La cornaline accompagne les civilisations depuis plus de 5 000 ans. Très appréciée en Égypte ancienne, en Mésopotamie puis dans l’Empire romain, elle servait à la fabrication de sceaux, d’amulettes, de camées et de bijoux. Sa couleur chaleureuse, évoquant les teintes du soleil couchant, lui a rapidement conféré une place privilégiée parmi les pierres ornementales. Aujourd’hui encore, elle demeure l’une des calcédoines les plus connues et les plus utilisées au monde.
La cornaline est une variété de calcédoine, elle-même appartenant à la famille des quartz microcristallins. Composée de dioxyde de silicium (SiO₂), elle doit ses nuances orangées et rouge brun à la présence d’oxydes de fer. Elle se forme principalement dans les cavités des roches volcaniques avant d’être libérée par l’érosion et concentrée dans certains dépôts sédimentaires. On la rencontre aux côtés de minéraux comme l’agate, le jaspe, l’onyx, le chrysoprase ou encore le quartz, avec lesquels elle partage une origine commune.

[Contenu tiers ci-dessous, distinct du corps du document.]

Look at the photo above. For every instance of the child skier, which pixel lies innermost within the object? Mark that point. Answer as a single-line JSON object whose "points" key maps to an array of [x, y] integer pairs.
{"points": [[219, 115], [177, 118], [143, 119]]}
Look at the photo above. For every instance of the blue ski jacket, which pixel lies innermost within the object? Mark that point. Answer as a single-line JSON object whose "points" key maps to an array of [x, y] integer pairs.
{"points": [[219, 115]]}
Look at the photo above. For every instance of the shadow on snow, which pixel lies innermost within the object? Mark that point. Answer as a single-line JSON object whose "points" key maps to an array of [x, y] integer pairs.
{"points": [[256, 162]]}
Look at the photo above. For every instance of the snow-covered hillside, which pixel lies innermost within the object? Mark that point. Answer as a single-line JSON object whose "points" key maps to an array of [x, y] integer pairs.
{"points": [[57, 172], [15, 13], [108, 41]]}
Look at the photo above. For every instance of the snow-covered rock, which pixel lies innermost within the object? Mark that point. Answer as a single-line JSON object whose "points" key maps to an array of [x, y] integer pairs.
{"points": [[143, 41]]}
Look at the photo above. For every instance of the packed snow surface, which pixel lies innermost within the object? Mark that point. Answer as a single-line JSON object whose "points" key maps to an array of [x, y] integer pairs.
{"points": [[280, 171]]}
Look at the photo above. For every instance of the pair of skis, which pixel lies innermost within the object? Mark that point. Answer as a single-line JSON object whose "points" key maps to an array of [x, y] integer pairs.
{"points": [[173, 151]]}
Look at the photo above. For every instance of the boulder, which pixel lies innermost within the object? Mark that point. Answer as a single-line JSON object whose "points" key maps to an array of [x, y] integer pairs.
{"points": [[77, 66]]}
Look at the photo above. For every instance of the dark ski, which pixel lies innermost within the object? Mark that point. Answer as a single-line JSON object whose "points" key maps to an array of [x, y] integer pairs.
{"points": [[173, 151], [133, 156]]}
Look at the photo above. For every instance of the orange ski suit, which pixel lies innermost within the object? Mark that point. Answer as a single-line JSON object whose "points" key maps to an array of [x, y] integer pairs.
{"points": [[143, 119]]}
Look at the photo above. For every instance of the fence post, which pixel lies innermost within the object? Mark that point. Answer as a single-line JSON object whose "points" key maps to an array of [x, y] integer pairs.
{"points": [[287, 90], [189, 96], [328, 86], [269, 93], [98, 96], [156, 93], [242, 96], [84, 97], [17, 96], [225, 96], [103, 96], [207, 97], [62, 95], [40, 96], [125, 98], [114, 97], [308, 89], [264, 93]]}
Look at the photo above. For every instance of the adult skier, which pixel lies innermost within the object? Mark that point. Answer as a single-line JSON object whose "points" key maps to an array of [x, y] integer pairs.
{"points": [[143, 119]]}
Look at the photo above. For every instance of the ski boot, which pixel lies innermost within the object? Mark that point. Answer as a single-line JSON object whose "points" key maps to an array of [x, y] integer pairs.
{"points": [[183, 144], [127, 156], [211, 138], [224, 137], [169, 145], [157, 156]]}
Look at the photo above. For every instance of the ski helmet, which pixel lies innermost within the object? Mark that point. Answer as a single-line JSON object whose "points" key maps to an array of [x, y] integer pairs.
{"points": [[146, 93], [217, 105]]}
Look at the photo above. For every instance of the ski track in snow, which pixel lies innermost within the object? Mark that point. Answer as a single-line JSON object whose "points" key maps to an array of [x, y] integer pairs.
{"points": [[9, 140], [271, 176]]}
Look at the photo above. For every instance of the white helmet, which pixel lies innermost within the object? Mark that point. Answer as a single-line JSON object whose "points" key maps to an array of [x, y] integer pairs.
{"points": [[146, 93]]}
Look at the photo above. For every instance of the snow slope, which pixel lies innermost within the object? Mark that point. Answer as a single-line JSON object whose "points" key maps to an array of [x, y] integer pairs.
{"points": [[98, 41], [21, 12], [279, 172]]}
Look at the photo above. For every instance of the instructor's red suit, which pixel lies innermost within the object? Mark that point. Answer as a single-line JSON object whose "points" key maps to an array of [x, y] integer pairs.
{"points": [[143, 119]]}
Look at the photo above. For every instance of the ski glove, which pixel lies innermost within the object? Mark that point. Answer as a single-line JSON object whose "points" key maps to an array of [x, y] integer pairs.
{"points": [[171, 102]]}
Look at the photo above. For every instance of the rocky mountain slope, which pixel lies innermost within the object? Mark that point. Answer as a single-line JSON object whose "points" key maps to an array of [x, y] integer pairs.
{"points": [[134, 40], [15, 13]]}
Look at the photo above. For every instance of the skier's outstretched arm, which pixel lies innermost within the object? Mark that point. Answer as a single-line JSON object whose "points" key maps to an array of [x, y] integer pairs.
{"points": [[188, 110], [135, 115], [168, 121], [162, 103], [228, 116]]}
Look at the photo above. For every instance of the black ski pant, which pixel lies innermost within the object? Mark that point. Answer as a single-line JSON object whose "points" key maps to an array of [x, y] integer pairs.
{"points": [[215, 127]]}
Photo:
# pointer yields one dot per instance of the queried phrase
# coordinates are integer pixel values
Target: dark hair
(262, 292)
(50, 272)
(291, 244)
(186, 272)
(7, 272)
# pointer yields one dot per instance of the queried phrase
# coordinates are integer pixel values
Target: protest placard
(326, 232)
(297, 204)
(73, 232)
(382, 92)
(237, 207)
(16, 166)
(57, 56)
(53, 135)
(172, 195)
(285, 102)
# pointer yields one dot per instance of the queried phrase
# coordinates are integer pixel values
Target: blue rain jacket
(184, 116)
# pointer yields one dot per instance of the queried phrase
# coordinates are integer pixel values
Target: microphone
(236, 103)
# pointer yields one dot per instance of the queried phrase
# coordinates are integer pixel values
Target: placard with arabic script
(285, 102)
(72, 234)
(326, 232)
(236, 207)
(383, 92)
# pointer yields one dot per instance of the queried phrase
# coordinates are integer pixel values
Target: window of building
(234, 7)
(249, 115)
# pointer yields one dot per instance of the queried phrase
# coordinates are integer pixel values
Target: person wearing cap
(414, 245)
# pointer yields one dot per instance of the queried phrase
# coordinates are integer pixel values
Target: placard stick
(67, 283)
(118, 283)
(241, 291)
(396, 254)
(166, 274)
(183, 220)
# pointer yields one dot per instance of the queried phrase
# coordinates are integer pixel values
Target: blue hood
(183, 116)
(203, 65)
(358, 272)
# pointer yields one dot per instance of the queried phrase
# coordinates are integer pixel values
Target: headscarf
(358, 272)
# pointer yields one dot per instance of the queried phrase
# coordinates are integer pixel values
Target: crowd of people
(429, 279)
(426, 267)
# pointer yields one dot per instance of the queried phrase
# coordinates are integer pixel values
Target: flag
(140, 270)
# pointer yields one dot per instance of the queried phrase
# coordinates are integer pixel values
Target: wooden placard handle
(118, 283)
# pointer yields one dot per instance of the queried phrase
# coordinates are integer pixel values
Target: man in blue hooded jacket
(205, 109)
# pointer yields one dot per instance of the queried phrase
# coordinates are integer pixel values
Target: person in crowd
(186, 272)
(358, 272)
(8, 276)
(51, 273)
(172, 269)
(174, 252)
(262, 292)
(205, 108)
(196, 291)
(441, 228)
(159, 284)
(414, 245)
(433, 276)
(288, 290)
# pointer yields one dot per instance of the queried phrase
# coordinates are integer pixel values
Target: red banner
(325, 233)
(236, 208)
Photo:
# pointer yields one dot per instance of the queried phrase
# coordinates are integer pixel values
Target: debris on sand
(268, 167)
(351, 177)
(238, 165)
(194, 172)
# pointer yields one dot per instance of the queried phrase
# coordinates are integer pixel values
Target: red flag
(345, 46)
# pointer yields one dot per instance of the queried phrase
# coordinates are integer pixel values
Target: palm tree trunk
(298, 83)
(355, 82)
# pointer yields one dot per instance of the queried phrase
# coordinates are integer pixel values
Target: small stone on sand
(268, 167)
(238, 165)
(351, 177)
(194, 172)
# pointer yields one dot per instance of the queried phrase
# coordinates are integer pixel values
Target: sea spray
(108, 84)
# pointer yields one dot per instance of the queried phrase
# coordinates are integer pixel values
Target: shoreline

Les nuances de la cornaline s’étendent de l’orange clair au rouge profond, parfois avec des zones translucides ou de subtils dégradés naturels. Certaines pierres commercialisées sont chauffées afin d’intensifier leur coloration, un traitement connu depuis l’Antiquité et largement admis en gemmologie. Grâce à sa dureté de 6,5 à 7 sur l’échelle de Mohs, la cornaline est particulièrement adaptée à la réalisation de bijoux, de galets polis, de sphères, de sculptures et de pièces de collection.
Présente sur tous les continents depuis des millions d’années, la cornaline traverse les époques sans perdre de son attrait. Son équilibre entre résistance, éclat et richesse de couleurs en fait une pierre aussi appréciée des collectionneurs que des créateurs de bijoux. Qu’elle soit taillée, polie ou conservée à l’état brut, chaque cornaline révèle des nuances et des dessins naturels qui témoignent de son histoire géologique, faisant de cette calcédoine une valeur incontournable du monde minéral.